Еще раз десять мать и дочь вот таким же образом заводили разговор; всякий раз Мария просила мать не говорить о муже, грозилась уйти сейчас же на станцию и уехать куда глаза глядят, дабы не слушать о тех, с кем оборвала раз и навсегда – с этими мерзкими людьми. Но каждый раз их разговор находил продолжение, и они, позабыв только что данное обещание не возвращаться к самому неприятному, возвращались к нему, словно кто-то невидимый, выждав момент, дергал за ниточку, связывающую их обеих единой болью, заставляя вновь обновлять в памяти пережитое.
Уже за полночь, когда дочь заснула, мать принялась выкраивать кофту из своего шелкового платья, подаренного ей мужем к свадьбе.
Татьяна Тихоновна и заснула за столом, а утром, только-только развиднелось, она, отложив шитье в сторону, ушла в сарайчик. В сарайчике уже ходили проснувшиеся куры, петух; петух громко кукарекал, требуя, видать, к себе внимания, а куры молча и выжидательно глядели на дверь, нетерпеливо высматривая в щели хозяйку. Здесь, в сарайчике, Татьяна Тихоновна почувствовала, как укололо в левой стороне груди, присела, ожидая, когда отпустит боль, и, стараясь не тревожиться, закрыла глаза. Она словно сквозь сон слышала: кричал петух, похрюкивал от голода поросенок, с минуты на минуту ожидая, что вошедшая хозяйка вот-вот очнется и ласково заговорит с ним.
Татьяна Тихоновна любила находиться в сарайчике; сидя вот так с закрытыми глазами в этом маленьком пространстве, словно улавливала голоса мужа, детей, мычание коровы, каждую из бывших у нее она помнила, как своего ребенка, и овец помнила, гусей и бычков – всех своих животин сорокалетней давности, особенно тех, которые выделялись каким-нибудь внешним или внутренним признаком, особинкой или характером. Вот и сейчас Татьяна Тихоновна, чувствуя себя плохо, сидела на ящике, и перед ней, по степени привязанности, проходили любимые животные. Никто не знал об этой слабости, никто не догадывался и, пожалуй, вряд ли понял бы, что, находясь в таком странном оцепенении, она вспоминала прошлое, и прошлое придавало ей силы.
***
Дочь лежала в постели с открытыми глазами, молча посмотрела на вернувшуюся мать и вздохнула с откровенным намеком, что, мол, кофта, о которой столько вчера было речи, не готова. А раскроенная, но еще не простроченная кофта лежала на столе, и мать собиралась еще раз примерить ее на дочери.

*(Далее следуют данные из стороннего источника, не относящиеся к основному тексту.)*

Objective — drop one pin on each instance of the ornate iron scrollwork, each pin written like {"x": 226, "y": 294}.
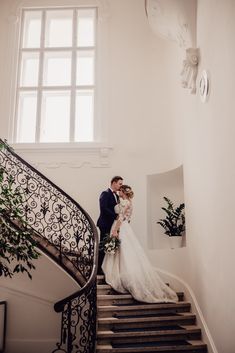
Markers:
{"x": 61, "y": 224}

– Кофта у меня раскроенная, дочурочка, вот только прострочить и – готовая, – проговорила торопливо мать, чтобы сразу отвлечь дочь от неприятных размышлений. – Вставай. А то и лежи, я так примерю. Узкая, выходит, нужна талия? А ну-ка, бесстыдница, повернись мягким местом к потолку. Вот так, а теперь – вот так. Лежи и не шелохнись. Будет у тебя не хуже, чем у Топорковой.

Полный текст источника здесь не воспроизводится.